🛠️ How to Build an AI Voice Agent: Step-by-Step Guide (2026)
Complete guide to building an AI voice agent in 2026. Covers SIP setup, choosing AI models, prompt engineering, telephony integration, deployment, and ongoing optimization.
Path 1 (DIY): Build from scratch using Gemini Live + Asterisk + custom code. 4-8 weeks, $30-100K dev cost. Maximum control. Path 2 (Turnkey): Use a platform like TalkC.ai. Same-day deployment, no dev work. Trade-off: less customization, faster ROI.
Architecture Overview
Every AI voice agent has these components:
- Telephony layer: SIP trunk connects phone calls to your system
- PBX (Private Branch Exchange): Routes calls (we use Asterisk)
- Audio bridge: Streams audio between PBX and AI
- AI model: Understands speech and generates responses (Gemini Live)
- Knowledge base: Custom info your AI knows
- Database: Stores call logs, transcripts, customer data
- Dashboard: UI for monitoring and configuration
Step 1: Get a SIP Trunk
A SIP trunk is your phone connection. Options in different markets:
- Nepal: Buel (sip.buel.app), NTC, Ncell
- India: Tata Tele, Knowlarity, Exotel, Twilio India
- Global: Twilio, Vonage, Plivo, SignalWire
Provide your business name and use case. You'll get:
- SIP host (e.g., sip.buel.app)
- Username, password
- DID (Direct Inward Dialing) number — your phone number
Cost: $5-50/month per DID + per-minute charges.

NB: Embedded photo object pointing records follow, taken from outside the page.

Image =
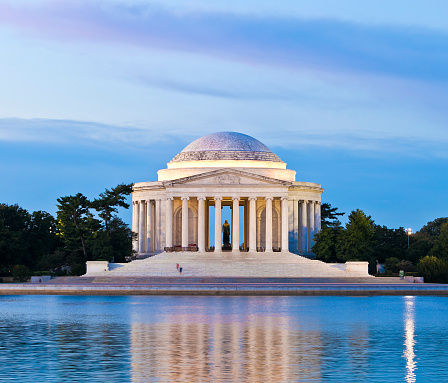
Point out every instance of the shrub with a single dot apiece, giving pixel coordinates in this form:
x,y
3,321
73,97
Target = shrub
x,y
21,272
433,269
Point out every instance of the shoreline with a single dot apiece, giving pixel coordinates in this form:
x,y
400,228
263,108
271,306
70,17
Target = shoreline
x,y
227,289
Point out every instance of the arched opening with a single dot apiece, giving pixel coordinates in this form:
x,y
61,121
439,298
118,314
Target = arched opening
x,y
192,227
276,229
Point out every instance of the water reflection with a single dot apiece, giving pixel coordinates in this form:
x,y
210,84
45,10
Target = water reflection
x,y
409,342
219,339
206,348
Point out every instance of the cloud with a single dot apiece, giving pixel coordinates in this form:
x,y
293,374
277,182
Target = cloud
x,y
128,138
288,42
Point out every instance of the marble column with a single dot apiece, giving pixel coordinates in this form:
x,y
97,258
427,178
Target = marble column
x,y
268,224
317,219
201,224
142,227
304,226
285,222
311,227
169,222
135,224
218,240
184,222
149,227
157,244
236,224
252,224
296,225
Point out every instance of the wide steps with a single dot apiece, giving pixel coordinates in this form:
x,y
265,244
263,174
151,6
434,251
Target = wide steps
x,y
228,265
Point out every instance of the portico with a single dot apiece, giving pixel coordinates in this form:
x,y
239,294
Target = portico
x,y
270,210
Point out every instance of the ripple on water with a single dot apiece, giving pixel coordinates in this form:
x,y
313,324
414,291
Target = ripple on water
x,y
205,339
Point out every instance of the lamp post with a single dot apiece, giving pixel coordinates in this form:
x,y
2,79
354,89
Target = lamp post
x,y
409,231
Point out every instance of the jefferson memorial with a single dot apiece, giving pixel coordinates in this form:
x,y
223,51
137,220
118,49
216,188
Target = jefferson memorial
x,y
226,206
271,211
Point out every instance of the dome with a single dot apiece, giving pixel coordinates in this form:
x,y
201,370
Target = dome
x,y
226,146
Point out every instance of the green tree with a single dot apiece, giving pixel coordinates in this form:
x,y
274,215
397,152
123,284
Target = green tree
x,y
423,241
391,265
440,248
14,227
433,270
42,237
389,243
76,223
115,245
21,272
356,241
110,200
329,216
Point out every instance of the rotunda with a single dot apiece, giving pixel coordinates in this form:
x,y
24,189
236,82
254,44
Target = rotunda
x,y
271,211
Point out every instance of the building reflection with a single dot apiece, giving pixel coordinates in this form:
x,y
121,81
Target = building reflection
x,y
216,347
409,340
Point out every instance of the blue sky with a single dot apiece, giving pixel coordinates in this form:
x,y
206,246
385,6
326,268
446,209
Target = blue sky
x,y
352,95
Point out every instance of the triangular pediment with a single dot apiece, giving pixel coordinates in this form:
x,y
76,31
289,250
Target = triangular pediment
x,y
227,177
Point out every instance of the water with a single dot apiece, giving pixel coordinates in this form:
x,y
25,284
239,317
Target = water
x,y
223,339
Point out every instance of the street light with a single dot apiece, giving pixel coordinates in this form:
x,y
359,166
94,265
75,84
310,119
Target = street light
x,y
409,231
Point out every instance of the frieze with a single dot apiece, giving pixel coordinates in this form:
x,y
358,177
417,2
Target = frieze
x,y
228,179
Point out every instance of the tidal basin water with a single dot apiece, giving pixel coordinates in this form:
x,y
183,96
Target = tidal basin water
x,y
217,339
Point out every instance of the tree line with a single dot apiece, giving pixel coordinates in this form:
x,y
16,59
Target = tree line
x,y
424,252
82,230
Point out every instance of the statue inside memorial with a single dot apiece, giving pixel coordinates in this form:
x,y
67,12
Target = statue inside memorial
x,y
226,236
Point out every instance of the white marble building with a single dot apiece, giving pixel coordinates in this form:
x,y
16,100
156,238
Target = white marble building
x,y
226,169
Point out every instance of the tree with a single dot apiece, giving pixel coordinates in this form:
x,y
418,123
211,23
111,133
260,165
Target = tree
x,y
42,237
356,241
391,265
329,216
14,226
423,241
389,243
325,243
110,200
21,272
440,248
75,221
115,245
433,269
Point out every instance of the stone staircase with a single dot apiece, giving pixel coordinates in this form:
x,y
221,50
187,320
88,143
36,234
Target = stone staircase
x,y
228,264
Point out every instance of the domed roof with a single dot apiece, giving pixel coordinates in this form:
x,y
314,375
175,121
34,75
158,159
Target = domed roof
x,y
226,146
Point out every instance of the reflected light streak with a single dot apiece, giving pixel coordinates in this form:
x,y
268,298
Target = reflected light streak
x,y
409,342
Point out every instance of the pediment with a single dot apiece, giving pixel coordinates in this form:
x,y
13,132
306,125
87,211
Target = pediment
x,y
227,177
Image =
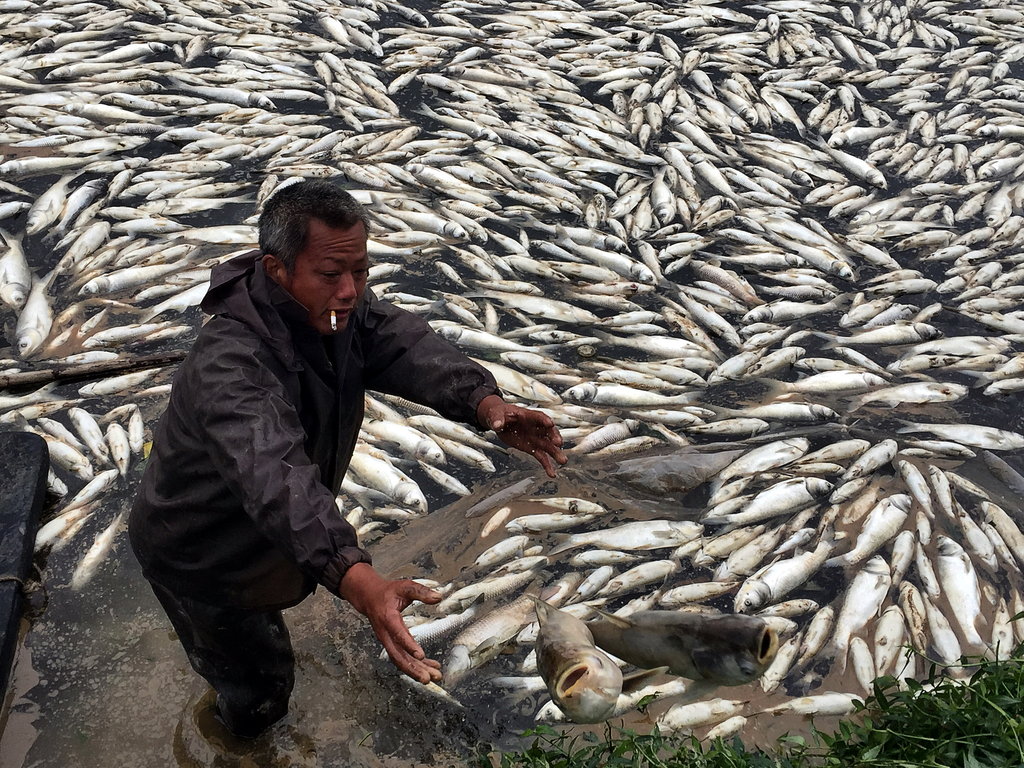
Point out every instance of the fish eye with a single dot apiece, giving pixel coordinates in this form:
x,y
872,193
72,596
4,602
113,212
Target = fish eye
x,y
571,679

Step 2: Set Up Asterisk PBX
Asterisk is the open-source PBX that handles call routing. Install on a Linux server:
sudo apt update sudo apt install asterisk sudo systemctl start asterisk
Configure SIP trunk in /etc/asterisk/pjsip.conf:
[buel-trunk] type=registration transport=transport-udp outbound_auth=buel-auth server_uri=sip:sip.buel.app client_uri=sip:YOUR_USER@sip.buel.app
Step 3: Build the Audio Bridge
The audio bridge connects Asterisk to Gemini Live. We use Asterisk's AudioSocket protocol (TCP audio streaming).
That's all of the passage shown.